- Official poster
- Directed by: Bob Bendetson; Peter Shin;
- Written by: Bob Bendetson
- Produced by: Stuart Black Bob Bendetson;
- Starring: Brendan Fraser Marlon Brando Michael Madsen Paul Shaffer Lyndsy Fonseca Andre 3000 B.B. King Fantasia Barrino
- Music by: Mark Mothersbaugh Karyn Rachtman
- Production company: Studio-Free Studios
- Country: United States
- Language: English
- Budget: $20 million

= Big Bug Man =

Unproduced American animated film

Big Bug Man is an unproduced American animated film starring Brendan Fraser and Marlon Brando. The film, to have been produced by Studio-Free Studios, was written by Bob Bendetson, who also wrote episodes for the TV show The Simpsons. It was directed by Bendetson and Peter Shin.

It was originally scheduled for release between 2006 and 2008, but it was never released or distributed due to lack of funds. The film is Brando's last known film work.

==Premise==
Candy company worker Howard Kind (Brendan Fraser) gains special abilities after being bitten by insects.

==Production==
The film is hand-drawn. The production of the film cost approximately US$20 million.

===Marlon Brando during the production===
Brando was originally asked to be the voice of Nicholas Dunderbeck, but Brando thought it would be fun to voice the old lady Mrs. Sour instead.

Mrs. Sour is only in three scenes, so it took only one day to record the voice of this character. Marcie Tobias directed Brando's session. According to the director Bob Bendetson, Brando wore a blond wig, a dress, white gloves, and full makeup while recording the voice of Mrs. Sour. Bendetson believes this was part humorous, and part wanting to get into character. Bendetson said "About halfway through he took off the wig because he was getting too hot." According to the film's executive producer Gabriel Grunfeld, Brando described the part as "the most fun I've had since playing Mark Antony in Julius Caesar". Grunfeld said that even though Brando was frail, he was full of energy and invention.
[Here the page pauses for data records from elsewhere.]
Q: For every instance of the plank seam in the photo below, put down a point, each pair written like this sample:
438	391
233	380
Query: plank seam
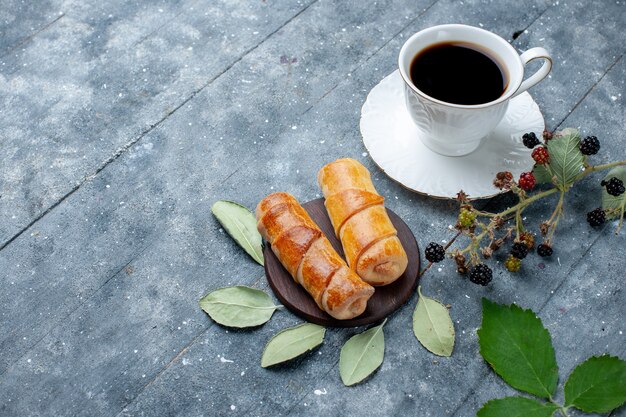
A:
28	38
130	144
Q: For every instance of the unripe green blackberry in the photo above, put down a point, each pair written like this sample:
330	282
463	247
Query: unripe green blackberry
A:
466	218
519	250
513	264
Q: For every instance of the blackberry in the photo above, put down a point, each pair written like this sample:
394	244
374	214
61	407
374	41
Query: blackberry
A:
519	250
513	264
540	155
530	140
590	145
596	217
614	186
544	250
481	274
526	181
435	252
547	135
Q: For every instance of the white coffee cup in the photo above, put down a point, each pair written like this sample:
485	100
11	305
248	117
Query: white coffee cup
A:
455	129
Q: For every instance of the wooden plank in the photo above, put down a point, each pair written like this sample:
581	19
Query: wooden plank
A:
99	79
22	20
181	174
395	389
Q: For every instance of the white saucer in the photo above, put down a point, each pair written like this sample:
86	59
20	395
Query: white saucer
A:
392	140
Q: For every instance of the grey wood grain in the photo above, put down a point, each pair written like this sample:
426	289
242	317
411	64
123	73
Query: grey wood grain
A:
91	85
104	286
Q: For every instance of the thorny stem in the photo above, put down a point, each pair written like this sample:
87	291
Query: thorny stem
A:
522	204
601	167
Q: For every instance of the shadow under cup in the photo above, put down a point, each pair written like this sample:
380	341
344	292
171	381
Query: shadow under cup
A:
455	129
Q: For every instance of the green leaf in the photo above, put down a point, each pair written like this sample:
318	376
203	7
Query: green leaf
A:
516	407
614	205
292	342
517	346
361	355
238	306
566	160
240	223
542	176
432	326
597	385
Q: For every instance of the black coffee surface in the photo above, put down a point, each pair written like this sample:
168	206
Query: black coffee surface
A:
458	73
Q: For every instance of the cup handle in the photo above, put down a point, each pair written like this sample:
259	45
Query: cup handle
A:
530	55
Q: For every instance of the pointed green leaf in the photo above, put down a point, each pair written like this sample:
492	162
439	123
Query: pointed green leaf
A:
240	224
517	346
292	342
432	326
238	306
542	176
597	385
614	205
516	407
566	160
361	355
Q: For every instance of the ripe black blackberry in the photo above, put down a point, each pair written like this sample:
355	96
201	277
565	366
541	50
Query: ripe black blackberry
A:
590	145
435	252
481	274
530	140
614	186
544	250
596	217
519	250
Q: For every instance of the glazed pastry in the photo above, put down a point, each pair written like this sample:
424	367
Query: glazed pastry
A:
360	220
309	257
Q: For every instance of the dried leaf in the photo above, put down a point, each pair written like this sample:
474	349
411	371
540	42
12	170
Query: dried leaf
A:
361	355
432	326
238	306
291	343
240	224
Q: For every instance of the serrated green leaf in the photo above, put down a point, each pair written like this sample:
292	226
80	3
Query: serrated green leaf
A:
516	407
517	346
238	306
566	160
542	176
291	343
361	355
240	224
432	326
597	385
614	205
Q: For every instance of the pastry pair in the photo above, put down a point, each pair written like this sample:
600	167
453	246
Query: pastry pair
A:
374	253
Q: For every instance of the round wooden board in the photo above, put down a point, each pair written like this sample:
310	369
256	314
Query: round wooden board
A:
385	300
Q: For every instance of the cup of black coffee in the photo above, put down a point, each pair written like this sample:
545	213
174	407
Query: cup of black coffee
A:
458	83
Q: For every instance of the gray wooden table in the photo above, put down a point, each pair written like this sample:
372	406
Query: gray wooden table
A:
122	122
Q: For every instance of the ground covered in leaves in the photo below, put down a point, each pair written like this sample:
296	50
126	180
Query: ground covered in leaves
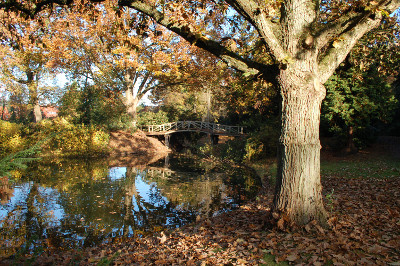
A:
364	230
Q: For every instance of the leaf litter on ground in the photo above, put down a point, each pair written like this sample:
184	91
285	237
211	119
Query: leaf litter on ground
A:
364	230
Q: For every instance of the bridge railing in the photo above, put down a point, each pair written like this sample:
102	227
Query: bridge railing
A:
193	126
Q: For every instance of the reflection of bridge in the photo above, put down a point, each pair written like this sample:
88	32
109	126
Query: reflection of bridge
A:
194	126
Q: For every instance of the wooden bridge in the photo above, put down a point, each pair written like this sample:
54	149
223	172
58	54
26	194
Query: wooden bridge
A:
194	126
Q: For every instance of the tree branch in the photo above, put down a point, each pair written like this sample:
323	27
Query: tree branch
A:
252	12
349	20
329	61
230	58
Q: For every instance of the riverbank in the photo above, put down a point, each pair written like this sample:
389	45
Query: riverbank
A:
360	192
134	149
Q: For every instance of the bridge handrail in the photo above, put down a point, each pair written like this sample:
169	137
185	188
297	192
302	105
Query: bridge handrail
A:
193	125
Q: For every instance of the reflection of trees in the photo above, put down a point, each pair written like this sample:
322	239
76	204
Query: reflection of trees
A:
93	205
23	227
6	190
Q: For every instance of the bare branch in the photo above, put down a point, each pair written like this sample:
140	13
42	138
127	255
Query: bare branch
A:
342	47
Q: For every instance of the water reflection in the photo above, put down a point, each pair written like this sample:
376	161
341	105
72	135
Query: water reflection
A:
63	204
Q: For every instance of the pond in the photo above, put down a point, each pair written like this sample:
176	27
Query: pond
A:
82	203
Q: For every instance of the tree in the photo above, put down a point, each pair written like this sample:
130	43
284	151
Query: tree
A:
123	52
23	59
304	42
357	101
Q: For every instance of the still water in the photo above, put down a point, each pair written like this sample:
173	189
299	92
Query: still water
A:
81	203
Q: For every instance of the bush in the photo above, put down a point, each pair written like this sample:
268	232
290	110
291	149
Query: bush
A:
10	138
67	139
152	118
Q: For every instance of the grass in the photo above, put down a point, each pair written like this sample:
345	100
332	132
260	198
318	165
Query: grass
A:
354	166
378	167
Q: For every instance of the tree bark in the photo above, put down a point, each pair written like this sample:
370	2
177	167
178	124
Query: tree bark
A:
37	113
131	103
298	192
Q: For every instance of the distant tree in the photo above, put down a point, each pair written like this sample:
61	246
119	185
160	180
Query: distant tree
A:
355	103
23	58
304	41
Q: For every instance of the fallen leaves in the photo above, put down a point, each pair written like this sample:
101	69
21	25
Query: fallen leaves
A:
364	230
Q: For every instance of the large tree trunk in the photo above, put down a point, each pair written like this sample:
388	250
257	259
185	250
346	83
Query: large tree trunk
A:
37	113
298	188
131	103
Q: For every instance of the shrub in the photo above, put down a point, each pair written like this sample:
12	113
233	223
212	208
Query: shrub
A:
67	139
10	138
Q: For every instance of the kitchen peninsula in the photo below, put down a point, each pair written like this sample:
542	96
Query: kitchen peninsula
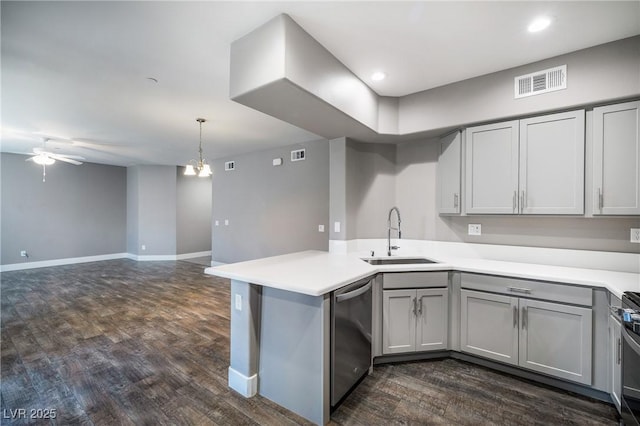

The recording took place in Marlon Brando's home, on June 10, 2004. By this point in his life, Brando was on oxygen six hours a day. He died three weeks later, on July 1, 2004.

==Characters==

Big Bug Man characters

- Howard Kind – voiced by Brendan Fraser. A soft and unfortunate employee of the candy factory, who accidentally gets bitten by bugs, and becomes the Big Bug Man
- Mrs. Sour – voiced by Marlon Brando. The founder, leader and matriarch of the big and corrupt Mrs. Sour Candy Company.
- Nicholas Dunderbeck – voiced by Michael Madsen. main antagonist, runs the Mrs. Sour Candy Company and is married to Mrs. Sour.
- Petfarkin - voiced by Paul Shaffer, Dunderbeck's lackey.
- Ellie Rose - voiced by Lyndsy Fonseca. Howard's love interest.
- Sidney Looper – voiced by Andre 3000. a scientist whose bugs bite Howard.
- Seen It All Jackson - voiced by B.B. King, the film's narrator.
- Heard It All Jackson - voiced by Fantasia Barrino, Seen It All's dog.